Methodology and Foundational Work

cortana

The methodology we employ consists of data mining from corpora, motivated as much by linguistic and cognitive principles as by empirical considerations; development of computational frameworks based on the corpus analysis; and rigorous evaluation of the ensuing software systems. Our work has provided significant contributions to the whole area, including issues of resource creation and validation. The most cited paper from the lab is (Di Eugenio & Glass, 2004), a critical look at the Kappa coefficient of inter annotator agreement. We still strongly believe in marrying linguistic insights and statistics, when we can show that linguistic knowledge results in better models. For example, we developed an innovative discourse parser that incorporates verb semantics and that performs better than models based only on lexical and syntactic information (Subba & Di Eugenio, 2009).
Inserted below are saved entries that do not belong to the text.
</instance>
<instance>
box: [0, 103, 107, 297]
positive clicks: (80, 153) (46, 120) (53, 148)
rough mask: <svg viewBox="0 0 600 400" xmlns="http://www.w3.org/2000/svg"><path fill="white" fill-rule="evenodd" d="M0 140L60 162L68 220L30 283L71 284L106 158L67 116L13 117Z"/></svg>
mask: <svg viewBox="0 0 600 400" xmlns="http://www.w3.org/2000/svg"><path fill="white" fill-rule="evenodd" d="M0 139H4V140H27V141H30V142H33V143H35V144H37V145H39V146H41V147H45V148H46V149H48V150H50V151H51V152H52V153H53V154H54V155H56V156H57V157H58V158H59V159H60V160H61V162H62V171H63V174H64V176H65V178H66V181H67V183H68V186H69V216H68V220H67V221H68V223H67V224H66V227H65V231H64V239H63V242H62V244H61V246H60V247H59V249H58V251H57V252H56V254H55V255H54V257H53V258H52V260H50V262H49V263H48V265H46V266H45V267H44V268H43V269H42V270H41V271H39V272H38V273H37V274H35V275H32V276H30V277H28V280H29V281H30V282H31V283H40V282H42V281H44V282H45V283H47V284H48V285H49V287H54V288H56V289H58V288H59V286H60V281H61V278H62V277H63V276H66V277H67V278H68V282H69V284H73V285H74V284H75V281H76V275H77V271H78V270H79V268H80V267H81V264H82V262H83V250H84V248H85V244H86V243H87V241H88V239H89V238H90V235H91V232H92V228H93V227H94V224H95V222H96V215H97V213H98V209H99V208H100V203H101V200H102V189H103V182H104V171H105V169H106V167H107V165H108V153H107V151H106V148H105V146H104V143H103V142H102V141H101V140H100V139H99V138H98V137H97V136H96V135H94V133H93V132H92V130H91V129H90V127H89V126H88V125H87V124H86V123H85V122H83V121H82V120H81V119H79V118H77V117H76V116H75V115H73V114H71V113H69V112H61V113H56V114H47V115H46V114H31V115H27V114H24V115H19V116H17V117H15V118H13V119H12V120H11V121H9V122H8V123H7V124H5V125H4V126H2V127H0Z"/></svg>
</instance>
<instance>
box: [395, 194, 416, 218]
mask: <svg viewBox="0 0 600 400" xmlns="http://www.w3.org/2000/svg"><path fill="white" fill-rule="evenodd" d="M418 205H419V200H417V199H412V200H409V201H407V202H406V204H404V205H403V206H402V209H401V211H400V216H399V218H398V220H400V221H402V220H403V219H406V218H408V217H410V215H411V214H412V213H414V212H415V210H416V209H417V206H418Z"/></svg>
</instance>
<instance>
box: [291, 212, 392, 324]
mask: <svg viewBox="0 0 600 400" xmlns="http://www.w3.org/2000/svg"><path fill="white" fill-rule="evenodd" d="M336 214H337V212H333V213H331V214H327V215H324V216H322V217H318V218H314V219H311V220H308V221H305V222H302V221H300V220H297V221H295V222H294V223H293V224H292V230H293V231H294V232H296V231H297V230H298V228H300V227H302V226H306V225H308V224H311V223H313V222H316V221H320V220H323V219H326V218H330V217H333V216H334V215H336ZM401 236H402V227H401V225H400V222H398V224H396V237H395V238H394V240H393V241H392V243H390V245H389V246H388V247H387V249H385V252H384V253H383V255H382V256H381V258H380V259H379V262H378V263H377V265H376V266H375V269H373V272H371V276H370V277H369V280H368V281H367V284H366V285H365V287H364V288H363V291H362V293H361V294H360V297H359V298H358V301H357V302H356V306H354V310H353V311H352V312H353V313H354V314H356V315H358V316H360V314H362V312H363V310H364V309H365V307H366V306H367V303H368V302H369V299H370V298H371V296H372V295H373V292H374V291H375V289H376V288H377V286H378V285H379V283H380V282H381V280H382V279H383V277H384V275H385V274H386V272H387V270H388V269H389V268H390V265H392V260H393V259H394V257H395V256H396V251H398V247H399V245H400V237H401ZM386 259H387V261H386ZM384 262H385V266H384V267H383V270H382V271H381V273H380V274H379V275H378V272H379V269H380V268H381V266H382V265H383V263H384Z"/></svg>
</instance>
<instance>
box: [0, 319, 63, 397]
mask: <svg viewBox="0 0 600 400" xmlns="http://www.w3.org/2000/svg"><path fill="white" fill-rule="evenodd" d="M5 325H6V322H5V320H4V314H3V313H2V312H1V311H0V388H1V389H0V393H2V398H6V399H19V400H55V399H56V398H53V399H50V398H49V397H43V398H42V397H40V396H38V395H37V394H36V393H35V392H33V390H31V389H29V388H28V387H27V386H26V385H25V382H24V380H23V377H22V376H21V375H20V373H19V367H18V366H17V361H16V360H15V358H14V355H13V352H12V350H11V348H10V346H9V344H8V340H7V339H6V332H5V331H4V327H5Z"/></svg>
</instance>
This work also resulted in a publicly available corpus of texts annotated with discourse structure (please send inquiries in this regard to bdieugen@uic.edu). Similarly, we explored a variety of parameter settings in different corpora for centering, a theory of reference (Poesio et al., 2004). In work on recognizing dialogue acts, we showed that information about the hierarchical structure of the dialogue (dialogue games) improves empirical models (Di Eugenio et al., 2010b). On the basis of some older work on discourse cues (Di Eugenio et al., 1997), we have recently explored the societal important application of translating from Italian into Italian Sign Language (Lugaresi & Di Eugenio, 2013).